Search
This guide will show how to do text searching using UniPDF library.
Before you begin
Before starting to follow along with this guide you should get your API key from your UniCloud account.
If this is your first time using UniPDF SDK, follow this guide to set up a local development environment.
Project setup
Clone the project repository
In your terminal, clone the examples repository. It contains the Go code we will be using for this guide.
git clone https://github.com/unidoc/unipdf-examples.git
Navigate to the search-and-replace folder in the unipdf-examples directory.
cd unipdf-examples/search-and-replace
Configure environment variables
Replace the UNIDOC_LICENSE_API_KEY with your API credentials from your UniCloud account.
Linux/Mac
export UNIDOC_LICENSE_API_KEY=PUT_YOUR_API_KEY_HERE
Windows
set UNIDOC_LICENSE_API_KEY=PUT_YOUR_API_KEY_HERE
How it works
In lines 3-29, the code imports the necessary library and sets up the metered license key using license.SetMeteredKey(os.Getenv(`UNIDOC_LICENSE_API_KEY`))
In line 31 the main function starts by checking the number of command line arguments. Line 39-53 parses the arguments and sets the pattern, pageList and filePath variables. In line 56 a new PDFReader is created using model.NewPdfReaderFromFile. The Editor object which is used for text searching is instantiated in line 63 using editor := extractor.NewEditor(reader).

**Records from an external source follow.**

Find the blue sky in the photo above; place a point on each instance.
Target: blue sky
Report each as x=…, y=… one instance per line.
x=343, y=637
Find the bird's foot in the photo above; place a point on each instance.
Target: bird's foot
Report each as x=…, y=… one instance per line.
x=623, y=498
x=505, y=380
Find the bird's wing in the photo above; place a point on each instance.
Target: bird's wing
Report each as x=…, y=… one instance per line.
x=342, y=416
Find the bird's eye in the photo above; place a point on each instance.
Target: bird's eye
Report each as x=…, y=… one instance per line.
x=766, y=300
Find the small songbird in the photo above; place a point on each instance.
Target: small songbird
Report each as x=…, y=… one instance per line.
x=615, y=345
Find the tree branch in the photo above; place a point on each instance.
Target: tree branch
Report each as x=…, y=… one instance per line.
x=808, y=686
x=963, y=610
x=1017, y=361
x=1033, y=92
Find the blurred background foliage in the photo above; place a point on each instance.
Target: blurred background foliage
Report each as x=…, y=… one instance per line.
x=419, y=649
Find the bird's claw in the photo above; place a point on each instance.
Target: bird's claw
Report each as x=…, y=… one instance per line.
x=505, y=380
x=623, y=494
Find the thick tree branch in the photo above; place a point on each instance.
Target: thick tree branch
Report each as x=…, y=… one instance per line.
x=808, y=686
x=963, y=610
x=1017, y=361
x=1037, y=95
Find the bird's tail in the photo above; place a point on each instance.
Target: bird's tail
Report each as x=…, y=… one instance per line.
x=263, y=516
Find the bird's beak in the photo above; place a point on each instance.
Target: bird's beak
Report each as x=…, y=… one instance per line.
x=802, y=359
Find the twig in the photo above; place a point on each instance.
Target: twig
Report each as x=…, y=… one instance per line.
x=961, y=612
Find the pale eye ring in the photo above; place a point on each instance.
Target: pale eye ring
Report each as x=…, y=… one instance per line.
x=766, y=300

Then the searching operation is done by calling the search method of the extractor.Editor object. The method returns a map of pages and the match results obtained at each page. This map is map[int]Match type, where the integer keys are the pages number where the matches are found on. Match is a struct object and has Pattern, Indexes and Locations fields as follows.
type Match struct {
Pattern string
Indexes [][]int
Locations []Box
}
The pattern here is the provided search pattern. The Indexes field contains the start and end indexes of each match. The Location field is a list of rectangular coordinates where the matched text is found. This might be used for farther editing of the PDF such as highlighting or drawing rectangles around the matched content.

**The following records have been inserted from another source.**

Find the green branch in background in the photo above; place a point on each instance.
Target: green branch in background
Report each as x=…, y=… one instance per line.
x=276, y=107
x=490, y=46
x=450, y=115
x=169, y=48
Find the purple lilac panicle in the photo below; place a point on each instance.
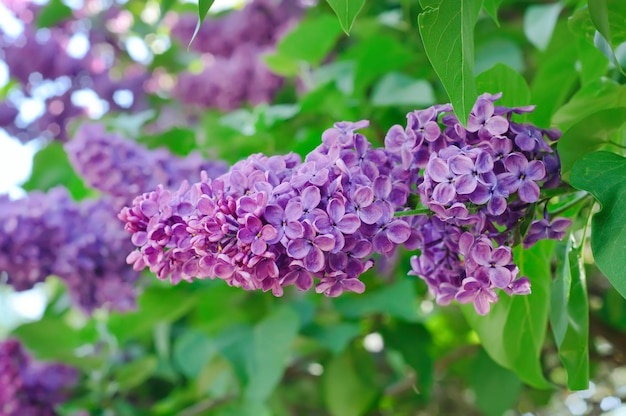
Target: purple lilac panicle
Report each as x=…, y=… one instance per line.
x=259, y=227
x=479, y=183
x=50, y=234
x=268, y=225
x=124, y=169
x=28, y=387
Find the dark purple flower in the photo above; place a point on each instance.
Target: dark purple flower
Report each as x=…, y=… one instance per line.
x=544, y=229
x=493, y=262
x=521, y=176
x=479, y=292
x=483, y=120
x=256, y=234
x=310, y=248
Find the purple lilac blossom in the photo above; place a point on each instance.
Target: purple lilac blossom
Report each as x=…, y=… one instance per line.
x=29, y=387
x=122, y=168
x=259, y=227
x=38, y=59
x=81, y=243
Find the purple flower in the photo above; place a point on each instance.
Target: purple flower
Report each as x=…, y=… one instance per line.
x=493, y=262
x=285, y=221
x=479, y=292
x=521, y=176
x=337, y=223
x=544, y=229
x=448, y=183
x=335, y=283
x=483, y=120
x=256, y=234
x=310, y=248
x=403, y=142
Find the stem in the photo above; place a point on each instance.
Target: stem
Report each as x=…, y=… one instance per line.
x=570, y=204
x=416, y=211
x=561, y=190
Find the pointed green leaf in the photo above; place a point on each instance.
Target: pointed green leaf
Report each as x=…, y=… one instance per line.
x=270, y=352
x=609, y=17
x=504, y=79
x=497, y=389
x=203, y=9
x=513, y=331
x=192, y=351
x=397, y=300
x=135, y=372
x=447, y=30
x=601, y=94
x=346, y=11
x=53, y=13
x=588, y=135
x=310, y=41
x=555, y=78
x=345, y=391
x=603, y=174
x=398, y=89
x=539, y=23
x=569, y=317
x=51, y=168
x=491, y=7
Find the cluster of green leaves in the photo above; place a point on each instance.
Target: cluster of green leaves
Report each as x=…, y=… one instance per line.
x=206, y=348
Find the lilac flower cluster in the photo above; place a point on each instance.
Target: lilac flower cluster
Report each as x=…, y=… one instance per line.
x=232, y=47
x=272, y=222
x=480, y=182
x=228, y=82
x=28, y=387
x=122, y=168
x=40, y=62
x=50, y=234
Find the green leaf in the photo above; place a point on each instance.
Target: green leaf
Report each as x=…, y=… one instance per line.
x=53, y=13
x=539, y=23
x=398, y=89
x=346, y=11
x=51, y=168
x=135, y=372
x=497, y=389
x=609, y=17
x=602, y=174
x=493, y=50
x=599, y=95
x=192, y=351
x=569, y=317
x=335, y=337
x=397, y=300
x=203, y=10
x=447, y=30
x=504, y=79
x=178, y=140
x=414, y=342
x=556, y=77
x=53, y=339
x=346, y=392
x=588, y=135
x=281, y=65
x=386, y=51
x=311, y=41
x=272, y=339
x=513, y=332
x=491, y=7
x=151, y=310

In line 73, the content is printed by calling the function printSearchResults. This printer function is defined in lines 79-112 and is used to print the results.
Run the code
Run the code using the following command
go run search_text.go <pattern> <pages> <input>
Example usage:
go run search_text.go "copyright law" "1,2" ./test-data/file1.pdf
Sample output
Page 1:
indexes: [292:305]
locations: {307.08 469.42 362.53 479.42}
Page 2:
indexes: [2459:2472], [2785:2798]
locations: {128.93 231.18 184.54 241.18}, {103.11 183.18 158.88 193.18}